MGMT Promoter Methylation

  • This test helps doctors predict who might respond better to chemotherapy and, depending on your tumour type, can help in deciding your preferred treatment options.

  • It is most often used in the treatment planning of glioblastoma (grade 4), anaplastic astrocytoma (grade 3) and anaplastic oligodendroglioma (grade 3) tumours.

  • MGMT, short for O6-methylguanine-DNA methyltransferase, is a DNA repair enzyme that reverses the damage caused by temozolomide and nitrosourea-based chemotherapy.

  • When the promoter region of the MGMT gene is switched off (methylated) the enzyme is absent, making the chemotherapy more effective.

  • An MGMT promoter region which is switched on (unmethylated) results in resistance to chemotherapy.

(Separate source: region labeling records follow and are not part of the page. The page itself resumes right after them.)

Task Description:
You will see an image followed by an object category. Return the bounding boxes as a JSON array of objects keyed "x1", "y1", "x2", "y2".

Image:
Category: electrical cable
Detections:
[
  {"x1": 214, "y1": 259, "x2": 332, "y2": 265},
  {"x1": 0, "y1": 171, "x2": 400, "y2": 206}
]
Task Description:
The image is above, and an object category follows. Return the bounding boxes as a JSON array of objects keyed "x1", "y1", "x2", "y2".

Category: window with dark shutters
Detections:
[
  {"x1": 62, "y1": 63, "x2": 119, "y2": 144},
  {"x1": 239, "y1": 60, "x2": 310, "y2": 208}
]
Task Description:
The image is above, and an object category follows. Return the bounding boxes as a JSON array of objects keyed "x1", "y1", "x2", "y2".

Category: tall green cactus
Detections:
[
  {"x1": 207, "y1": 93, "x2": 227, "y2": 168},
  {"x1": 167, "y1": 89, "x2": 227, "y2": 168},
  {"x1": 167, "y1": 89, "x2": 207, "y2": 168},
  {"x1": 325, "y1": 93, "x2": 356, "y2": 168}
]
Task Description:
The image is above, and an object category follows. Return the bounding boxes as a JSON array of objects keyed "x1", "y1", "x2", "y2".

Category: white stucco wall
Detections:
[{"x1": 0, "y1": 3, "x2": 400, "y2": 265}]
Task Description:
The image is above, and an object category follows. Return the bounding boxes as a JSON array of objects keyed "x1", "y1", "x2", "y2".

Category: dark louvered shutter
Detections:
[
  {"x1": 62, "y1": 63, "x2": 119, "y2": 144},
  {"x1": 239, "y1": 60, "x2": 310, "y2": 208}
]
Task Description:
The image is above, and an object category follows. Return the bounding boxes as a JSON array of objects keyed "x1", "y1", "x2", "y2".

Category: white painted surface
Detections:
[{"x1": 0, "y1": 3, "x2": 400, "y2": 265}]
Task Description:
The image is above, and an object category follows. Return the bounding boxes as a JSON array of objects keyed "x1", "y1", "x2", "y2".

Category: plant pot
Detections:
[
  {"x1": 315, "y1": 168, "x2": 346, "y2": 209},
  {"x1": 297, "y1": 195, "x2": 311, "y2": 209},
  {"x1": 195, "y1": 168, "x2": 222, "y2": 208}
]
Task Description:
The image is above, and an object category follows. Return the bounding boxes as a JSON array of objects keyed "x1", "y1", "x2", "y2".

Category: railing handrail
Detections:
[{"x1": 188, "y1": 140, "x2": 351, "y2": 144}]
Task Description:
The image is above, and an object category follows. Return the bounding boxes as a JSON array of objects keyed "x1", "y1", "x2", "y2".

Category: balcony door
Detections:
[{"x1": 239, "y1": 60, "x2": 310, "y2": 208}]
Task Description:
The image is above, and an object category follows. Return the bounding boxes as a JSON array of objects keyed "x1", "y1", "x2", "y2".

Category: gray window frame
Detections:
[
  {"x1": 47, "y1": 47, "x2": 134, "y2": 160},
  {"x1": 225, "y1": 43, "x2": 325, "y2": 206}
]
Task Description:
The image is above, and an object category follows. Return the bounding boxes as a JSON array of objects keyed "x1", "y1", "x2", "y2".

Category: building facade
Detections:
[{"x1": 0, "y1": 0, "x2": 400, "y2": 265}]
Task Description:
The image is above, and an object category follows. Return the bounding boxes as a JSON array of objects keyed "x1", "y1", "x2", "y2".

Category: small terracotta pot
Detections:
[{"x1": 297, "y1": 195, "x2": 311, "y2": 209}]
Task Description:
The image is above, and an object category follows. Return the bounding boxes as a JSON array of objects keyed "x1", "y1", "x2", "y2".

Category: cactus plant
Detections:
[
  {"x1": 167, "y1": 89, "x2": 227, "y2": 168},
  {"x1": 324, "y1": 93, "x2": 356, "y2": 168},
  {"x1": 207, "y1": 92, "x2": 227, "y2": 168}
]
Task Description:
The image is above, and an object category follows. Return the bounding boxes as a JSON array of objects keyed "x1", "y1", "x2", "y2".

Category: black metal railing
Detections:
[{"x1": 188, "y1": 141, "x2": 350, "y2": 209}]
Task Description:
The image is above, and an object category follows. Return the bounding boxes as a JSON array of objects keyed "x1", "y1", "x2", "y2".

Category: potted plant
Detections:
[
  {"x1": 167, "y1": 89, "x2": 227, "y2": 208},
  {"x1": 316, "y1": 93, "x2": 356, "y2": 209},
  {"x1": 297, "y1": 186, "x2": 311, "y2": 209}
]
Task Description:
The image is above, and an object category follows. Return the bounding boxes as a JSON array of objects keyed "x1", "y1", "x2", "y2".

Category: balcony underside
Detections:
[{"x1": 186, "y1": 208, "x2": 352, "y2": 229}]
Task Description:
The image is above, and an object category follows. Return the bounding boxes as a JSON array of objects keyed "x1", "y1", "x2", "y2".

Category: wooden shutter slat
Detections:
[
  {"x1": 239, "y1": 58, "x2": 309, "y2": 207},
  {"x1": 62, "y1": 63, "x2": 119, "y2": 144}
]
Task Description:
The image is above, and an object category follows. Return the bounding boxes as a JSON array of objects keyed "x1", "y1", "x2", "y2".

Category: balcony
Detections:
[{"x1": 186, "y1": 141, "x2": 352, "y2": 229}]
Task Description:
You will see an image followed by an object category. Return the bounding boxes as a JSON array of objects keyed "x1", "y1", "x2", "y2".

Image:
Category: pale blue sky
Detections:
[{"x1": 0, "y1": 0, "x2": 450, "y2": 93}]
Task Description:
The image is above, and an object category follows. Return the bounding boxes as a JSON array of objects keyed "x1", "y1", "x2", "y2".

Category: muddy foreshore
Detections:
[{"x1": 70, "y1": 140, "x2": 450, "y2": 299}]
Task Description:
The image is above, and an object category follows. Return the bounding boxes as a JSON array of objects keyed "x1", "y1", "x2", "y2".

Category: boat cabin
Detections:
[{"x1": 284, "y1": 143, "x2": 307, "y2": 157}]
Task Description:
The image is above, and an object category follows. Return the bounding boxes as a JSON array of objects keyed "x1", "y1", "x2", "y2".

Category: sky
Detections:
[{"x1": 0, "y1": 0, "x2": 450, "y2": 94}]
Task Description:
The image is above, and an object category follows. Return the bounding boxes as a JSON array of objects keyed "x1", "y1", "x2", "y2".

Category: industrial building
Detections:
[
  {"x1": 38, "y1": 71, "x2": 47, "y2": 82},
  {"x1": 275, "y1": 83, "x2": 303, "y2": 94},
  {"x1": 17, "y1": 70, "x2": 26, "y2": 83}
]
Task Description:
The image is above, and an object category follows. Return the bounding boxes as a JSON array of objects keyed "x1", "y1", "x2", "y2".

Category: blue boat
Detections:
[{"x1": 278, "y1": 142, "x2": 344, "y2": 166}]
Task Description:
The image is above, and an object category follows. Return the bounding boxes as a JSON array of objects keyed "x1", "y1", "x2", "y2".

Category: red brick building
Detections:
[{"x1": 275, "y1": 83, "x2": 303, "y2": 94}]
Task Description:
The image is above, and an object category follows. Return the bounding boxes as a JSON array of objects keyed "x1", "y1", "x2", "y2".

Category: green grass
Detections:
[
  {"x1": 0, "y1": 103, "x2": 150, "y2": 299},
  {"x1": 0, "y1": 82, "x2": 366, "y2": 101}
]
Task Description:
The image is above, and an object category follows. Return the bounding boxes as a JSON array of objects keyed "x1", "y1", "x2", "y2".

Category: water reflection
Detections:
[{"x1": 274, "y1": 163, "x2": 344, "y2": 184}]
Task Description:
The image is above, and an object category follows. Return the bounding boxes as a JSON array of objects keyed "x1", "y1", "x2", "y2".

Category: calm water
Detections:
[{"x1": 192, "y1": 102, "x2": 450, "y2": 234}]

  • In summary, MGMT methylated tumours respond better to chemotherapy and carry a more favourable prognosis than MGMT unmethylated tumours.

ATRX Mutation

  • This test can help confirm the diagnosis of some types of gliomas such as IDH-mutant astrocytomas and glioblastomas.

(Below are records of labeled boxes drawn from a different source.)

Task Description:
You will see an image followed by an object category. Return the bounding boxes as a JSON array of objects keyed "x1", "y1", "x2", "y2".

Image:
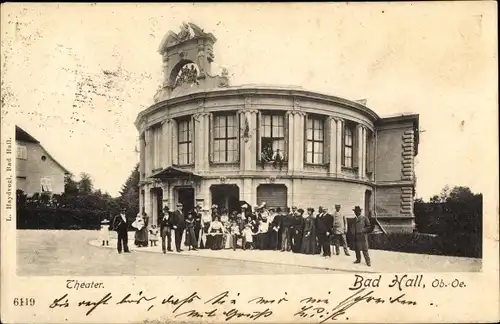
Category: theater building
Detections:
[{"x1": 135, "y1": 24, "x2": 419, "y2": 232}]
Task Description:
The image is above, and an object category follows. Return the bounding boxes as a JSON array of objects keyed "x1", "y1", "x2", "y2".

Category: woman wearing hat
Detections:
[
  {"x1": 208, "y1": 216, "x2": 225, "y2": 250},
  {"x1": 100, "y1": 218, "x2": 110, "y2": 246},
  {"x1": 292, "y1": 208, "x2": 304, "y2": 253},
  {"x1": 353, "y1": 206, "x2": 372, "y2": 266},
  {"x1": 198, "y1": 206, "x2": 212, "y2": 249},
  {"x1": 132, "y1": 213, "x2": 149, "y2": 247}
]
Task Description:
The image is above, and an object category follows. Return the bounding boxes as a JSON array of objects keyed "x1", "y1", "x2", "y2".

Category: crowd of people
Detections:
[{"x1": 103, "y1": 203, "x2": 372, "y2": 266}]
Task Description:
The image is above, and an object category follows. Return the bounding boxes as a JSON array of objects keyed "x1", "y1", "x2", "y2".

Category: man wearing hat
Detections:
[
  {"x1": 160, "y1": 206, "x2": 176, "y2": 253},
  {"x1": 113, "y1": 208, "x2": 130, "y2": 253},
  {"x1": 172, "y1": 203, "x2": 186, "y2": 252},
  {"x1": 353, "y1": 206, "x2": 371, "y2": 266},
  {"x1": 333, "y1": 205, "x2": 349, "y2": 256},
  {"x1": 316, "y1": 206, "x2": 333, "y2": 258}
]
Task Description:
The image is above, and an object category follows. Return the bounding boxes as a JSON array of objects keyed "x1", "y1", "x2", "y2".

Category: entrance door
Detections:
[
  {"x1": 177, "y1": 187, "x2": 194, "y2": 214},
  {"x1": 155, "y1": 188, "x2": 163, "y2": 220},
  {"x1": 210, "y1": 185, "x2": 240, "y2": 213},
  {"x1": 365, "y1": 190, "x2": 372, "y2": 217},
  {"x1": 257, "y1": 184, "x2": 287, "y2": 208}
]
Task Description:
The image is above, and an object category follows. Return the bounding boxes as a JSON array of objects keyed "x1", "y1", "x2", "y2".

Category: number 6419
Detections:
[{"x1": 14, "y1": 297, "x2": 35, "y2": 306}]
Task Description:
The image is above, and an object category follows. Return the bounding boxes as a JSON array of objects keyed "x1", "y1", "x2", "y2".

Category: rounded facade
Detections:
[{"x1": 136, "y1": 24, "x2": 418, "y2": 233}]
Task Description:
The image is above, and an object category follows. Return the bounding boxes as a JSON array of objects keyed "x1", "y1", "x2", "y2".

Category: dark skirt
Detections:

  • ATRX mutations in glioma are strongly associated with IDH mutations and are nearly always mutually exclusive with 1p/19q codeletion.

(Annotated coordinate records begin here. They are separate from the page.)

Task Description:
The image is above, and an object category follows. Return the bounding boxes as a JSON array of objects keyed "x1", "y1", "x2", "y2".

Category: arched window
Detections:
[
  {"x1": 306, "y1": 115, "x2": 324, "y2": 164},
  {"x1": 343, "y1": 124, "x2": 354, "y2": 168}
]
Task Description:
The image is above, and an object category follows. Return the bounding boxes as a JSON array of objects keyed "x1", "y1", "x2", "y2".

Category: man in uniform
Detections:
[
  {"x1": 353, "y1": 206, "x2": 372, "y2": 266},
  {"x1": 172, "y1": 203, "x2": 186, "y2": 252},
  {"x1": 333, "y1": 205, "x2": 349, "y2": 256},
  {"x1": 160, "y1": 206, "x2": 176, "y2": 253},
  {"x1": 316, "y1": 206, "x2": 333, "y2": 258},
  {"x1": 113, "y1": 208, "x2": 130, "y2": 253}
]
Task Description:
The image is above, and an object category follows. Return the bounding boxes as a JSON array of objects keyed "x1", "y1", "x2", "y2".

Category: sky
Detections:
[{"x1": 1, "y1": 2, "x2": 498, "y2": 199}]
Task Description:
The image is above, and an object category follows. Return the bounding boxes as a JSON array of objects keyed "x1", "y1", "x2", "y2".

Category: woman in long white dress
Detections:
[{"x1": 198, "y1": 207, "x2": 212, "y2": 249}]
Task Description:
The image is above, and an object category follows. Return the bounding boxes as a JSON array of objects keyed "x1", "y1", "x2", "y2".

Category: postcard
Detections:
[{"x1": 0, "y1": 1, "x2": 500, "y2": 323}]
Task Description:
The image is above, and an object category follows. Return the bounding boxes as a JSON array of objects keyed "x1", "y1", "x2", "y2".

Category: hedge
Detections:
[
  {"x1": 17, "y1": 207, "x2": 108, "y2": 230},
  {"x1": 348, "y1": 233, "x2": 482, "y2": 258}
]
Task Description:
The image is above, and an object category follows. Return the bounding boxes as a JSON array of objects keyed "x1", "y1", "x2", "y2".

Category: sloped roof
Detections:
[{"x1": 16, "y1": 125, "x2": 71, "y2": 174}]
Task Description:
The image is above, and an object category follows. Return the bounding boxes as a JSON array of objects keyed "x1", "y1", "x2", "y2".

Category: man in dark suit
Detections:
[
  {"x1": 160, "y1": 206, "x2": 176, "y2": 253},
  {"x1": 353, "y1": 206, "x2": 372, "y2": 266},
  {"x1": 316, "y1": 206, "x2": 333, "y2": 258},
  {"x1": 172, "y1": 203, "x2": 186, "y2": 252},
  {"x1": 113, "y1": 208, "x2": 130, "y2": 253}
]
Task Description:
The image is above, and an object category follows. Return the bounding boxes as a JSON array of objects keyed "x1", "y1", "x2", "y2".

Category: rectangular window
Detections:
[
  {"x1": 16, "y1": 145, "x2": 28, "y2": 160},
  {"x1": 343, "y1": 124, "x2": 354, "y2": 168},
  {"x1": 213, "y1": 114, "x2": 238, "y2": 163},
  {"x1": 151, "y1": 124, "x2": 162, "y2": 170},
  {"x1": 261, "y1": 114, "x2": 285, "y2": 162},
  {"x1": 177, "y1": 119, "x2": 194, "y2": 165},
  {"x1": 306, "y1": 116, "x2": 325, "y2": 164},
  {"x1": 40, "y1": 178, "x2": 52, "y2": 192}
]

  • An ATRX mutation, coupled with IDH mutation, is typical of astrocytoma.

  • ATRX mutations are not seen in oligodendroglioma or glioblastoma.

TERT Mutation

  • The TERT gene produces an enzyme called telomerase, which is responsible for maintaining the length of telomeres (sections of DNA at the end of chromosomes) in dividing cells.

  • TERT mutations result in overproduction of telomerase which can accelerate tumour growth.

  • When found in 1p/19q codeleted and IDH-mutant tumours, the TERT mutation suggests a diagnosis of oligodendroglioma, and infers greater sensitivity to radiotherapy and chemotherapy.

  • When found in IDH-wildtype tumours, this suggests a diagnosis of glioblastoma, where the TERT mutation is associated with poorer survival.

H3K27M Mutation

  • The H3K27M mutation is the most common of a group of histone H3 gene mutations found in diffuse midline gliomas of children and young adults.

  • The presence of an H3K27M mutation is evidence of an infiltrative glioma.

  • Tumours with H3K27M mutations are typically seen to have a poor prognosis.

BRAF Mutation

  • There are two BRAF mutations of interest in brain tumours – BRAF fusion and the BRAF V600E mutation.

  • The presence of a BRAF fusion is reliable evidence that the tumour is a pilocytic astrocytoma (a type of grade 1 tumour)

  • BRAF V600E mutations can occur in a variety of tumours across all four WHO grades, and may respond to BRAF inhibitors such as vemurafenib.

CDKN2A/B Homozygous Deletion

In the grading of IDH-mutant astrocytomas, homozygous deletion of the CDKN2A/B gene leads to a WHO classification of grade 4, irrespective of microvascular proliferation or necrosis.

There are other molecular markers which may be relevant to your tumour. Many of these are still experimental and require further research to verify their value in clinical practice. If your hospital does not offer genetic testing of all of the relevant biomarkers, there is an option to get this testing done privately. You should consult your specialist to see if this might be a good option for you.